22 Paired samples t-test

Suppose we ask the following question about our criterion learning data:

Do people reach criterion faster on the second problem than they do on the first problem?

To address this question we proceed as we did in the previous example. Let \(X \sim \mathcal{N}(\mu_X, \sigma_X)\) and \(Y \sim \mathcal{N}(\mu_Y, \sigma_Y)\). Let \(X\) generate data for problem 1 condition and \(Y\) generate data for the problem 2 condition.

In the previous example, \(X\) and \(Y\) were independent. This was a reasonable assumption because our design is between-subjects with respect to condition. Here, however, we are comparing data from the same subjects on different problems. That is, our design is within-subject with respect to problem number. This means that we cannot assume independence, and our procedure will look a bit different.
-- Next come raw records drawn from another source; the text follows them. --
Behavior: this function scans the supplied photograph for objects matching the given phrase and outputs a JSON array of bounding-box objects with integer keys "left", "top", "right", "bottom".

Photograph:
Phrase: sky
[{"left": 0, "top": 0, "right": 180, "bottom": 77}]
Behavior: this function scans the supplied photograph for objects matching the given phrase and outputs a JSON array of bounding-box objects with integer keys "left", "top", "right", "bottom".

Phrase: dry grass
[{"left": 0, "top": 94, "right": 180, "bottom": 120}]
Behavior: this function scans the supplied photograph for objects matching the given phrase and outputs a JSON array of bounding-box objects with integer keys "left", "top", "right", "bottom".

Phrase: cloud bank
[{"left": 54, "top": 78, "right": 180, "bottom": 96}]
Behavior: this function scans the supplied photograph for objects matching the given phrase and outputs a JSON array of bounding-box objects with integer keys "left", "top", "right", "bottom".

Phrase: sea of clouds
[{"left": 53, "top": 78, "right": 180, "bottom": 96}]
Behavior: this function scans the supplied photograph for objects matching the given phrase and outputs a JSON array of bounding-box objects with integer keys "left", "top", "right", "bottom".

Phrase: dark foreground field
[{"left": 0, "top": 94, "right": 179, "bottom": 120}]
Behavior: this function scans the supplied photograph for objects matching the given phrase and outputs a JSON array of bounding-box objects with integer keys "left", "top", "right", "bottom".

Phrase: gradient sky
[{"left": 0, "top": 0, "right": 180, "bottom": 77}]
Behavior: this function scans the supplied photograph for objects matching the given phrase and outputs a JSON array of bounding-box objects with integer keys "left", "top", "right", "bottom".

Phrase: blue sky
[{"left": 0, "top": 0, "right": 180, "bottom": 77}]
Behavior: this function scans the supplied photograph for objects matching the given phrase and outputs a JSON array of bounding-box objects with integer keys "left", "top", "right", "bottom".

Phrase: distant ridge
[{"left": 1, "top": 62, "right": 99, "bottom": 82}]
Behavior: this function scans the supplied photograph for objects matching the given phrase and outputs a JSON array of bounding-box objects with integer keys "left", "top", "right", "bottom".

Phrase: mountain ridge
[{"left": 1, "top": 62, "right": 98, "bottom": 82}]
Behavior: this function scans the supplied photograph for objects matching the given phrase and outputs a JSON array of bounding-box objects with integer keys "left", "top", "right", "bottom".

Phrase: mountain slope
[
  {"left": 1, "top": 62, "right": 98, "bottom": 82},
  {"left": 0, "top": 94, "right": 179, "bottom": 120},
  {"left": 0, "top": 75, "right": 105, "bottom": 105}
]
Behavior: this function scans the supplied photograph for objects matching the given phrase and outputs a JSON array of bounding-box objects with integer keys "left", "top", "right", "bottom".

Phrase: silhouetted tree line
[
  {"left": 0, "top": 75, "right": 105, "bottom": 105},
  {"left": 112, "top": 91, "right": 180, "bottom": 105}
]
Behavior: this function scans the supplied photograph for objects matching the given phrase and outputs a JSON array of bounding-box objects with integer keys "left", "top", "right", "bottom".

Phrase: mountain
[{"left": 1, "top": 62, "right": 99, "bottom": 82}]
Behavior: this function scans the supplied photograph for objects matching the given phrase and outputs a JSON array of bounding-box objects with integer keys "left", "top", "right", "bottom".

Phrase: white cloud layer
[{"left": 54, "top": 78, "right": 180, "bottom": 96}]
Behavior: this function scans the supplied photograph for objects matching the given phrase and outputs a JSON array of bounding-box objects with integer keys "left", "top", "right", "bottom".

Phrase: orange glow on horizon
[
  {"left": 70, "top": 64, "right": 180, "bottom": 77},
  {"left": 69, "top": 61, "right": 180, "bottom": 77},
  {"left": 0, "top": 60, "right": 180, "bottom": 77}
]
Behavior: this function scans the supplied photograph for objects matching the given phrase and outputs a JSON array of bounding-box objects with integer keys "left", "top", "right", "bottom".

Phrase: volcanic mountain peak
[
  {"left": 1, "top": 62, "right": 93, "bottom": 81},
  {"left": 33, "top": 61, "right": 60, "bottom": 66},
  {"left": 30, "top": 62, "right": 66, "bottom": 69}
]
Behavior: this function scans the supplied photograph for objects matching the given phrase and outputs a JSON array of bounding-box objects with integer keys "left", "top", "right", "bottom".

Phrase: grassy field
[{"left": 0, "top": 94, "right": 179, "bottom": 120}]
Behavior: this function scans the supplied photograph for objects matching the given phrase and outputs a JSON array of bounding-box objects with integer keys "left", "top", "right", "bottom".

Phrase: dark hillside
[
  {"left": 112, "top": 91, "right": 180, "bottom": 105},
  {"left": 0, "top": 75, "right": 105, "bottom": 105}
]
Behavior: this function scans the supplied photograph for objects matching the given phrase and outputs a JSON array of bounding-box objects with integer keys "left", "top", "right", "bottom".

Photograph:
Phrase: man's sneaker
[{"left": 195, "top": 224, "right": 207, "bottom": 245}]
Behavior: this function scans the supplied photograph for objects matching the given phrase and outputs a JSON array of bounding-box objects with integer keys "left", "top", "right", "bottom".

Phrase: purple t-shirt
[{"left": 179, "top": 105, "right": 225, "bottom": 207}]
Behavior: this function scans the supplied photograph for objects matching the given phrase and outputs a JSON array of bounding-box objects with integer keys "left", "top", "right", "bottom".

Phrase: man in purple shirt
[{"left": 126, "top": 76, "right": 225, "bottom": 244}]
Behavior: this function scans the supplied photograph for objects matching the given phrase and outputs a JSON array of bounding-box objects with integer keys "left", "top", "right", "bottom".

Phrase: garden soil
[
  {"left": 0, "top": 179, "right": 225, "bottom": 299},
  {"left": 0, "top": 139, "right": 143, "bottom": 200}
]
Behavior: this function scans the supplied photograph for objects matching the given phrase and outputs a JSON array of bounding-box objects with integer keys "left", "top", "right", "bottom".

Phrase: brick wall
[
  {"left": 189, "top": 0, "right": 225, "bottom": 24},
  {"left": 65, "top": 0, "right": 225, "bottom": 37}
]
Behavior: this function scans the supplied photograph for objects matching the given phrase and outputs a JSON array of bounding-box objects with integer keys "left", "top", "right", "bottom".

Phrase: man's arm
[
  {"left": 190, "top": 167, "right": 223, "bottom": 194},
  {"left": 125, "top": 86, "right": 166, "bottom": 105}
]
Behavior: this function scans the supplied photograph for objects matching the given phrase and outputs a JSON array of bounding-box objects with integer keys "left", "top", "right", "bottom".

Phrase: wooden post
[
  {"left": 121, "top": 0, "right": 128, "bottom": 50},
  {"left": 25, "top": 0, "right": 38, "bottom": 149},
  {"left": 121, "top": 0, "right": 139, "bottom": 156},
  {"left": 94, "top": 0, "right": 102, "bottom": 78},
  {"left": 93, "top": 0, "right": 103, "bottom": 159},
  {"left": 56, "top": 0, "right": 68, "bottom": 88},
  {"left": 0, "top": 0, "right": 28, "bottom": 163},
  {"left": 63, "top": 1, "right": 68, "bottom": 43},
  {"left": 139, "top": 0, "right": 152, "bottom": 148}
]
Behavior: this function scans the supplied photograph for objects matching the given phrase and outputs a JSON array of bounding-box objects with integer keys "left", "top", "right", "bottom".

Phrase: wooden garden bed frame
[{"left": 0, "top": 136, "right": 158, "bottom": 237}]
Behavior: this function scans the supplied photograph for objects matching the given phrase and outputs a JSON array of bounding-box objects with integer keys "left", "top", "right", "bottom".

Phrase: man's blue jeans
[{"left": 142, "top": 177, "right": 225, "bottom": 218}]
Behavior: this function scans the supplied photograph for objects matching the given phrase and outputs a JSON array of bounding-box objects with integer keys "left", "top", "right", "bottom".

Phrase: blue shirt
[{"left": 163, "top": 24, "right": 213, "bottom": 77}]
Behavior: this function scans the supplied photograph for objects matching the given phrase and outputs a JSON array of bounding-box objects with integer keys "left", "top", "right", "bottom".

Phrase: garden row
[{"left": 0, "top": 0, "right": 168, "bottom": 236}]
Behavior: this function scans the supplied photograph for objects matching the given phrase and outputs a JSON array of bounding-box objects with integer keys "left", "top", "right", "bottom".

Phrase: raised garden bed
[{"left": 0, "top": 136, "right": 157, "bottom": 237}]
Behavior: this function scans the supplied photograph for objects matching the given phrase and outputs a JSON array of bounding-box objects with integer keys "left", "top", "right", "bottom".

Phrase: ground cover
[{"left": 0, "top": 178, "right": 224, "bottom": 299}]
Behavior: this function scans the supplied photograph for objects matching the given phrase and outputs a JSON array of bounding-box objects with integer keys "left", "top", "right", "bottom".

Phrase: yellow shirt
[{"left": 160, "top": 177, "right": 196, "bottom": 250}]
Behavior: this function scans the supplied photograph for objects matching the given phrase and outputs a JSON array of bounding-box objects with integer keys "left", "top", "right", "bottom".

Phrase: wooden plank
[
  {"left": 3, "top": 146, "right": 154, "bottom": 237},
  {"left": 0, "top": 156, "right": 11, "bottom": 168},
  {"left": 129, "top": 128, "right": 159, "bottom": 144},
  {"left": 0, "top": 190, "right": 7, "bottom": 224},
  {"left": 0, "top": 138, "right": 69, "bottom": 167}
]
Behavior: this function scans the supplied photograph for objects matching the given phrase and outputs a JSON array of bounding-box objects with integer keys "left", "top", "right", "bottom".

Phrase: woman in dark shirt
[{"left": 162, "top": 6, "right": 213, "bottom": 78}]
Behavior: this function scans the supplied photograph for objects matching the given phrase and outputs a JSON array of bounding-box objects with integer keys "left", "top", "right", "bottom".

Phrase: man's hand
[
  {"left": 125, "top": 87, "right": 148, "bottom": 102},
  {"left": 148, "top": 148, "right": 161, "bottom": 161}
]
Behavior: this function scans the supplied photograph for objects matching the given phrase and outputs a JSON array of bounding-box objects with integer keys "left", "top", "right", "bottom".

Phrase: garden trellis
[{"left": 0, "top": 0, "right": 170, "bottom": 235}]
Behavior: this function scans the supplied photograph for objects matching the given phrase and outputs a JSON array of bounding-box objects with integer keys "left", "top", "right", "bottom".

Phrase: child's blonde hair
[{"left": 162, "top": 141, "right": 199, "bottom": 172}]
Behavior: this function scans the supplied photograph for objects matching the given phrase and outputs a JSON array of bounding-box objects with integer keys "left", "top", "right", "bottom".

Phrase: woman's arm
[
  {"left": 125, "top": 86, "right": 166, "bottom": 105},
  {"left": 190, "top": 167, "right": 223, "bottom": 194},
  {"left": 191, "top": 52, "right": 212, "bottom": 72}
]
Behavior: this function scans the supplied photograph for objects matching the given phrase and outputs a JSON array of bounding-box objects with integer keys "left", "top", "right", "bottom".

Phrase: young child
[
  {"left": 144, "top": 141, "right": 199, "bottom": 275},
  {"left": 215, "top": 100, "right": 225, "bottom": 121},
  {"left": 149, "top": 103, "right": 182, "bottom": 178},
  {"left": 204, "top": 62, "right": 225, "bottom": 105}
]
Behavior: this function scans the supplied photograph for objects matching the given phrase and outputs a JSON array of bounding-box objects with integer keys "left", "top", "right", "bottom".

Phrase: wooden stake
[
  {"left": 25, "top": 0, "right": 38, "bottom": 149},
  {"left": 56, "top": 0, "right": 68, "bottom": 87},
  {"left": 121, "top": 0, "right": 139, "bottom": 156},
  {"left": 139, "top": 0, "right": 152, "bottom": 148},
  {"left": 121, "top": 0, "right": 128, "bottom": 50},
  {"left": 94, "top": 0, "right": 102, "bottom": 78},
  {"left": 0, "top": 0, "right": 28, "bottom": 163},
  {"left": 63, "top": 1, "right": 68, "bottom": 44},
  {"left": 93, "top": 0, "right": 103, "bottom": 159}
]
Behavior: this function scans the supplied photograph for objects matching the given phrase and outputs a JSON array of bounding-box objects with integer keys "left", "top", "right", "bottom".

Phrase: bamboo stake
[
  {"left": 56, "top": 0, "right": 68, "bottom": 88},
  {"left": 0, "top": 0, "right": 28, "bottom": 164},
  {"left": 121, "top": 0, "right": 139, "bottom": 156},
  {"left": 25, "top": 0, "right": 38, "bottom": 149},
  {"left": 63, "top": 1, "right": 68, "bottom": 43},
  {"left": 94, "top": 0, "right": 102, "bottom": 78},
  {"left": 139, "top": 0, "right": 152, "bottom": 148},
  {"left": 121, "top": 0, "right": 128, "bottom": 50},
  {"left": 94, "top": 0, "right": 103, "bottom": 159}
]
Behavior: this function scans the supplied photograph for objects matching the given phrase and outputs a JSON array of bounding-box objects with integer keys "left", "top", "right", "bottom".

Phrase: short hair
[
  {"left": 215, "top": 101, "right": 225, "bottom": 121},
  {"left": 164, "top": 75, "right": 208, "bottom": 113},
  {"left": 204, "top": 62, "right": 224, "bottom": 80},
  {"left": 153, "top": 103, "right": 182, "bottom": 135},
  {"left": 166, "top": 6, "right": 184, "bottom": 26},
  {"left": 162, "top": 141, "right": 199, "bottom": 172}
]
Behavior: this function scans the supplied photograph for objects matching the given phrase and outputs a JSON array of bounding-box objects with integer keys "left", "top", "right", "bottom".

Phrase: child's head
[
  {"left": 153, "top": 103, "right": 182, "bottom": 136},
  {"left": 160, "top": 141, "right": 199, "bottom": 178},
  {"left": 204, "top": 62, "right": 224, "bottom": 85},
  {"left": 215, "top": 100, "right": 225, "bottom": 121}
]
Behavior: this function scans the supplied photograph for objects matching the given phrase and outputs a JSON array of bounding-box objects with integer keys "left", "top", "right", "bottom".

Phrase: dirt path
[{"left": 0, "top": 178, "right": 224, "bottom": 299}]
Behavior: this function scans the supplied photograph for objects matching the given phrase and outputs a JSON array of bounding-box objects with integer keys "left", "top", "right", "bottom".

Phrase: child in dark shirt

As we will see below, the trick will be to compute difference scores for each subject, and then simply proceed as we would with a one-sample t-test using these difference scores as our sample.

1. Specify the null and alternative hypotheses (\(H_0\) and \(H_1\)) in terms of a distribution and population parameter.

Let \(D\) be the random variable that generates paired difference scores between \(X\) and \(Y\).

\[ H_0: \mu_D = 0 \\ H_1: \mu_D > 0 \]

2. Specify the type I error rate – denoted by the symbol \(\alpha\) – you are willing to tolerate.

\[\alpha = 0.05\]

3. Specify the sample statistic that you will use to estimate the population parameter in step 1 and state how it is distributed under the assumption that \(H_0\) is true.

\[ \begin{align} \hat{\mu_D} = \overline{D} &= \frac{1}{n} \sum_{i=1}^n x_i - y_i \\ \overline{D} &\sim \mathcal{N}(\mu_\overline{D}, \sigma_\overline{D}) \\ \mu_\overline{D} &= \mu_D \\ \sigma_\overline{D} &= \frac{\sigma_D}{\sqrt{n}} \end{align} \]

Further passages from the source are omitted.